Doubling per capita power availability by 2012 is a tall order, given the disconnect between policy and populism.

Much as New Delhi might plan reforms in core sectors of the economy, some problems appear far too endemic to permit of efficient change. Thus the Centre may solicit investments, set targets for the next decade, even legislate for speedy delivery of electricity to every citizen by the end of the present decade. But if recent events at the State level are any indication, something more than planning and good intentions will be required to match precept with practice. After more than five years of reforms in the power sector, the age-old problem of erring State electricity boards is threatening to stymie New Delhi's goal to reach electricity to the vast majority.

Barring a handful, State electricity boards across the country have been unwilling to follow the basic rules of the new tariff policy agreed to last year. One of these stipulates that the power utilities should file Annual Revenue Requirement (ARR) petitions to the State Electricity Regulatory Commissions (SERC) concerned. These petitions kick-start the process of tariff revision for every consumer category, keeping in mind the viability of the SEB. Of the 29 SEBs, only five had sent in their ARR petitions by the March 31 deadline; ten States sent it in after the deadline. Some States — Maharashtra, Tamil Nadu and Gujarat, among them — have simply ignored the stipulation. It is significant that the most industrialised States count among the errant; it is no less significant that West Bengal has complied, considering that it is ruled by the Left, whereas Maharsahtra, ruled by the party of the current policy-makers, has not.

It is a serious matter when the party in power in New Delhi is unable to get its State-level administration to set compliance standards for others. The most critical change in the power sector, the Electricity Act, was legislated in 2003 during the BJP-led government; the new tariff policy came last year, with the UPA in power. The SERCs are the products of both. Yet State governments from both parties have recklessly gifted away power to favoured consumers — Scheduled Castes in Punjab and farmers in Andhra Pradesh, for instance — in contravention of the rules for subsidies in the notified tariff policy.

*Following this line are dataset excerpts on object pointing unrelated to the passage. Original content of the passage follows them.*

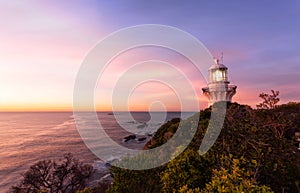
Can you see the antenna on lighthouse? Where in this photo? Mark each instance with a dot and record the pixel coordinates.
(221, 58)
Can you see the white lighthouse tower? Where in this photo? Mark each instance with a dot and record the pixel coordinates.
(218, 87)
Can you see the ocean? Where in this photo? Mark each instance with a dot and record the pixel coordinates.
(26, 138)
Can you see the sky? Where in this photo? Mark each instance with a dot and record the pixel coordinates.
(43, 44)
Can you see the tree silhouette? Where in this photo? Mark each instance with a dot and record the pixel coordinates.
(50, 176)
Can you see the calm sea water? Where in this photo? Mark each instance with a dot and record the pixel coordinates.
(26, 138)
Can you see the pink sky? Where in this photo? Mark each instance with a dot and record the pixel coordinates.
(43, 44)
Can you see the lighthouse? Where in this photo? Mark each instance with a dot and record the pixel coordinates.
(218, 87)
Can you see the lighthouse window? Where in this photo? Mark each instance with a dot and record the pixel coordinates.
(218, 75)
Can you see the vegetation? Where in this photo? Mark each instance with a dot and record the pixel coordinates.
(255, 152)
(269, 100)
(50, 176)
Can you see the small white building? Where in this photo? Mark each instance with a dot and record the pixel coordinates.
(218, 87)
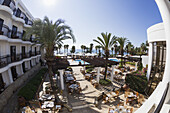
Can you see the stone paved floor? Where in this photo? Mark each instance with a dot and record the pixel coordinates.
(84, 102)
(12, 105)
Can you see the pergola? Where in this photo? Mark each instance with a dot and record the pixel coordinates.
(60, 64)
(101, 62)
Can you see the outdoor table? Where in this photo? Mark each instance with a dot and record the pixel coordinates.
(87, 74)
(93, 81)
(68, 72)
(48, 104)
(58, 107)
(68, 75)
(120, 109)
(73, 86)
(69, 78)
(47, 96)
(131, 95)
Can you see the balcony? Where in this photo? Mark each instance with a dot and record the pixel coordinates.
(17, 35)
(5, 30)
(4, 60)
(38, 52)
(10, 4)
(26, 55)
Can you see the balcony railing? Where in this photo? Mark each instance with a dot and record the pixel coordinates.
(38, 52)
(5, 30)
(26, 55)
(8, 3)
(17, 35)
(33, 54)
(5, 60)
(30, 22)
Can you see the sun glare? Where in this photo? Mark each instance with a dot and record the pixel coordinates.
(49, 2)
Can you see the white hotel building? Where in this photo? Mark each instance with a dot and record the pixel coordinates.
(17, 55)
(159, 63)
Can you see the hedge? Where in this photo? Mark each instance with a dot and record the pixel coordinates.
(30, 89)
(136, 82)
(105, 82)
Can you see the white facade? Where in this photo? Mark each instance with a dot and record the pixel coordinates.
(17, 55)
(157, 33)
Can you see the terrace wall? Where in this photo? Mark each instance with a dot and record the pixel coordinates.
(9, 91)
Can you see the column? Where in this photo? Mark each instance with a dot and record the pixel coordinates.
(136, 66)
(98, 74)
(113, 71)
(22, 72)
(10, 76)
(150, 59)
(61, 79)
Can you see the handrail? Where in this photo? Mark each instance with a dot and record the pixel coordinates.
(158, 109)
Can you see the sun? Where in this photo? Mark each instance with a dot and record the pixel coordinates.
(49, 2)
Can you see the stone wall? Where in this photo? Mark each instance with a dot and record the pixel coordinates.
(9, 91)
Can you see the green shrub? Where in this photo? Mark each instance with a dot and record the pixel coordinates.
(105, 82)
(136, 82)
(131, 63)
(89, 70)
(30, 89)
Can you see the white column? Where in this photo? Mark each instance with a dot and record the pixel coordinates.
(10, 76)
(98, 74)
(29, 67)
(61, 79)
(136, 66)
(18, 69)
(22, 72)
(113, 71)
(150, 60)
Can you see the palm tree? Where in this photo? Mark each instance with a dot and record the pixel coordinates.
(59, 47)
(73, 49)
(82, 48)
(67, 46)
(116, 50)
(112, 50)
(122, 42)
(106, 42)
(96, 47)
(129, 47)
(91, 48)
(50, 34)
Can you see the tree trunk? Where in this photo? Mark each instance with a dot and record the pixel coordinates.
(107, 56)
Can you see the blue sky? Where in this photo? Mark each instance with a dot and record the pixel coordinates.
(88, 18)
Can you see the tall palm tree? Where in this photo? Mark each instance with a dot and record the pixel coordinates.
(59, 47)
(82, 48)
(73, 49)
(122, 41)
(112, 50)
(106, 42)
(96, 47)
(115, 46)
(67, 46)
(129, 47)
(50, 34)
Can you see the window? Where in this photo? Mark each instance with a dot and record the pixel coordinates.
(23, 33)
(158, 64)
(1, 83)
(26, 20)
(14, 30)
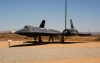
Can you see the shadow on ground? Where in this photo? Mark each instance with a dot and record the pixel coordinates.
(32, 43)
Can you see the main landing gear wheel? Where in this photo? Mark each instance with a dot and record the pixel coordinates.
(39, 39)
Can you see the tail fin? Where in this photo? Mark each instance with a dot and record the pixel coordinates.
(42, 25)
(71, 23)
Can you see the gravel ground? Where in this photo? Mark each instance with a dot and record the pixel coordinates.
(22, 54)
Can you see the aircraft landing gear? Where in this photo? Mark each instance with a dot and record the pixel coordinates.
(51, 37)
(39, 39)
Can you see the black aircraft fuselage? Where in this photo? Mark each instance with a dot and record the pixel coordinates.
(32, 31)
(35, 32)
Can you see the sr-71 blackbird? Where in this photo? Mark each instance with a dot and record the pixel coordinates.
(32, 31)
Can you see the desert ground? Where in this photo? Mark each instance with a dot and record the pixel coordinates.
(24, 50)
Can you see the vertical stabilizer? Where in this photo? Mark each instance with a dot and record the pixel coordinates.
(42, 25)
(71, 23)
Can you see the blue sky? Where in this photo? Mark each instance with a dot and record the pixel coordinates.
(15, 14)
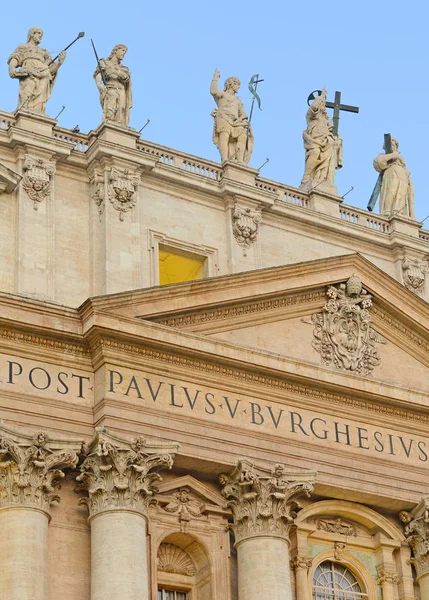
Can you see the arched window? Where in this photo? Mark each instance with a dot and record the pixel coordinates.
(333, 581)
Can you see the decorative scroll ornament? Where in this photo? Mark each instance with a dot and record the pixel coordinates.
(173, 559)
(123, 190)
(98, 189)
(301, 563)
(263, 502)
(337, 526)
(37, 178)
(121, 473)
(245, 224)
(343, 333)
(414, 274)
(31, 467)
(416, 523)
(185, 507)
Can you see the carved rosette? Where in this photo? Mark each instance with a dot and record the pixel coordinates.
(416, 523)
(343, 334)
(37, 178)
(245, 224)
(122, 190)
(31, 467)
(414, 274)
(263, 502)
(98, 189)
(119, 473)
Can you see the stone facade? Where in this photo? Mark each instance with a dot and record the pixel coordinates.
(229, 437)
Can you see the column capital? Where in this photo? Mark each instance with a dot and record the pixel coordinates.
(263, 502)
(31, 466)
(301, 563)
(120, 473)
(416, 523)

This errant conduct of SEBs underlines the central problem of the power sector; lack of proper governance and conflicting interests at the Centre and the States. Policies may appear efficient in New Delhi, and Parliament may legislate but as long as distribution of power remains in the hands of State-run utilities, the central concern that policymakers will have to face is how to raise the resources to enhance power generation capacity. India has a per capita power availability of 526 units a year compared to China's 1,247 units; the Centre wants that to rise to 1,000 units by 2012. Given the disconnect between economic policy and populist rhetoric, and between the States and the Centre, the target seems almost impossible to attain.